When “Heirloom” was performed at the 2025 Sarasota Music Festival, Gabriel conducted the festival orchestra while his father played piano. On Oct. 10, Nonesuch Records will release a recording of “Heirloom” made at Carnegie Hall in May 2024. Jeffrey Kahane played piano in that concert along with The Knights, a Brooklyn-based orchestra collective, under the direction of Eric Jacobsen.
Even though he is stepping down from the Sarasota Music Festival, Kahane has agreed to be a guest soloist with the Sarasota Orchestra in the 2026-27 season. McKenna says he is “confident” that Kahane will return to the festival in the future as a teacher and a performer.
Coming back home to the Sarasota Music Festival is a tradition of sorts. Fellows often return as faculty members as their careers evolve. Among the alumni who have recently come back to teach and perform are violinists Sandy Yamamoto and Elena Urioste and cellist Karen Ouzounian.
Some festival fellows are even asked to join the Sarasota Orchestra. Among them are Hugo Bliss, who joined the orchestra as co-principal horn player in the 2024-25 season.
One reason the Sarasota Music Festival is so popular with arts patrons is that its master classes and rehearsals are open to the public and can be attended for as little as $5.
Well-wishers from the community often deliver food to the fellows to keep them well fed as they rehearse in Holley Hall at the Beatrice Friedman Symphony Center, a pleasant stroll from the nearby Hyatt Regency.
“We really lost what felt like a campus when the Hyatt closed,” McKenna says.

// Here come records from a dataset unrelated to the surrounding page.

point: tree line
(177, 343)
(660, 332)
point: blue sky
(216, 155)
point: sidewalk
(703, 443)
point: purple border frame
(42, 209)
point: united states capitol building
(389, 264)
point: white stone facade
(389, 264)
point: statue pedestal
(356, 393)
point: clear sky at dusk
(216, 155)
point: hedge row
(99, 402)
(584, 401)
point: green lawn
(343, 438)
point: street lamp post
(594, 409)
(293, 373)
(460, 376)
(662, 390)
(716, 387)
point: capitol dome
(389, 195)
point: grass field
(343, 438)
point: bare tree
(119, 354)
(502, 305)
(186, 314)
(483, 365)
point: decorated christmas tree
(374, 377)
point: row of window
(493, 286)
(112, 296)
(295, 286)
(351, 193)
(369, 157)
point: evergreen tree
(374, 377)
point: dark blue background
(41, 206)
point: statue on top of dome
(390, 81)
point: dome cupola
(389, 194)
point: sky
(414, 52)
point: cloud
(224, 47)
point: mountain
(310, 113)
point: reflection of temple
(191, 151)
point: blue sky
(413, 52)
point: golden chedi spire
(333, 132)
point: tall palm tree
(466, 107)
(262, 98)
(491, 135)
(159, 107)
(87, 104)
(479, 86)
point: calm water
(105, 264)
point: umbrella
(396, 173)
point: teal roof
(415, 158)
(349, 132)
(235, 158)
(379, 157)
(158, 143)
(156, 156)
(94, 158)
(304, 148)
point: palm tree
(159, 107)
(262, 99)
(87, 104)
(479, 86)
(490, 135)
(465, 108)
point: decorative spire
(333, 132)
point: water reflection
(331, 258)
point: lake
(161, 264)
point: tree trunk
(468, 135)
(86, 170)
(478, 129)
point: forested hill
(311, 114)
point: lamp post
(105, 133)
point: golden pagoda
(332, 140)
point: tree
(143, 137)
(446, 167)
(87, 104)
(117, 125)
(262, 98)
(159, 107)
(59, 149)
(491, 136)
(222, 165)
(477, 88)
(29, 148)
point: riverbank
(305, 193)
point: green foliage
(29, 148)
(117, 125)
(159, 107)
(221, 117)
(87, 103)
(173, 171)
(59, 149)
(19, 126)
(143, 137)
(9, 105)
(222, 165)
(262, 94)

The location of the Sarasota Music Festival will also move with the arrival of the Sarasota Orchestra’s new Music Center.
The project near the intersection of I-75 and Fruitville Road is expected to break ground in 2027 and open for the 2029-30 season.
An anonymous $60 million donation has been pledged to the project, estimated to cost between $375 million and $425 million.
While the Music Center will contain state-of-the-art facilities for the Sarasota Orchestra, its children’s programs and the Sarasota Music Festival, it will not offer housing for visiting artists.
“Housing is a problem for everyone in Sarasota right now,” McKenna says, adding that when the time comes, beds will be found for festival fellows near the new music center.